A memo addressed to Town Council from the Planning Board stated, “The Block Island Conservancy, the Block Island Land Trust, and The Nature Conservancy have proposed amending the definition of developable land within the Zoning Ordinance and Subdivision Regulations to ensure that land held under conservation easements are excluded in the calculation of development density (unless those rights have been specifically enumerated and reserved).”
The updated definition reads: “All land area of land subject to a Conservation Easement, unless the Grantor in the Conservation Easement specifically reserves the right to include the land subject to the Conservation Easement in the calculation of development density.”
A public hearing date for amending the definition of “Developable Land” is set for Monday, March 30 at 7 p.m. at Town Hall.
Accessory hotel rooms
Lark Hotels attorney Joe Priestley was present for the meeting on behalf of the owners of the Surf Hotel and the proposed development called the Grove — which is the former Gables Inn on Dodge Street.

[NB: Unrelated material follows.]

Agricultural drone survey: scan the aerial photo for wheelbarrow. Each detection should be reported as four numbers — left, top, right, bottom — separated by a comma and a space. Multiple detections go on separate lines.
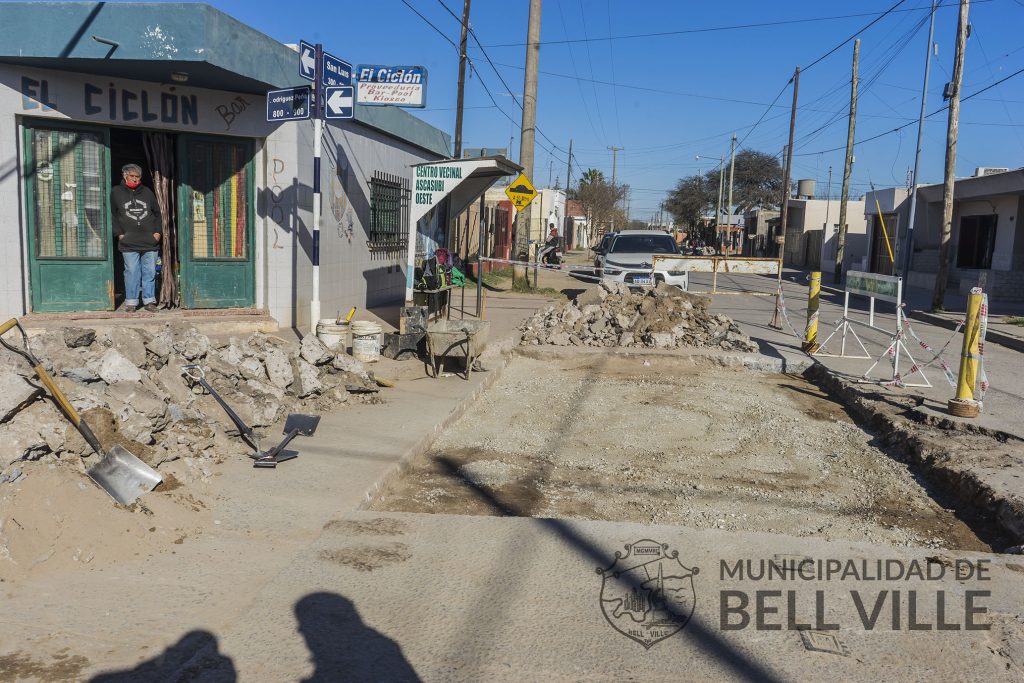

The hotel owners have proposed new language for the town’s zoning ordinance that would allow what are called accessory hotel rooms at the Grove location, which is in the town’s Historic District. The proposed change was sent to the Council by the Planning Board, which neither approved nor rejected the proposed changes because the vote ended in a 3-3 tie.
“We are prepared to go forward, and I’m just here in case,” said Priestley to the council.
The council set a public hearing date for the application for Monday, March 30 at 7 p.m. at Town Hall.
Building height and flood ordinance
In a memo sent to Lacoste from Planning Board Chair Margie Comings, “During the 2018 Rhode Island Legislative Session, a bill was enacted (effective March 1, 2019) that amended the definition of building height within the Zoning Enabling Act... This amended definition allows for greater building height within Special Flood Hazard Areas (SFHAs). Within SFHAs, building height must no longer be measured from average existing grade, but from Base Flood Elevation (BFE) or BFE plus freeboard. As you recall, the Town amended our local definition of building height in 2018 to address the state legislative change to the building height definition at that time which excluded up to 5 feet of freeboard from the calculation of building height.”
“The goal is to set a public hearing date, unless we feel it is not ready to be sent to hearing,” said Lacoste.
“I think it should be,” said Councilor Sven Risom.
Lacoste made a motion to set a public hearing date. Town Clerk Molly Fitzpatrick said the next public hearing date will be set for Monday, March 30.
Comings also sent a memo to the council addressing the proposed amendment to the zoning ordinance.
Lacoste made a motion to set a public hearing date for Monday, March 30 for this amendment as well.
The next Town Council meeting will be held Wednesday, March 11 at 7 p.m. at Town Hall.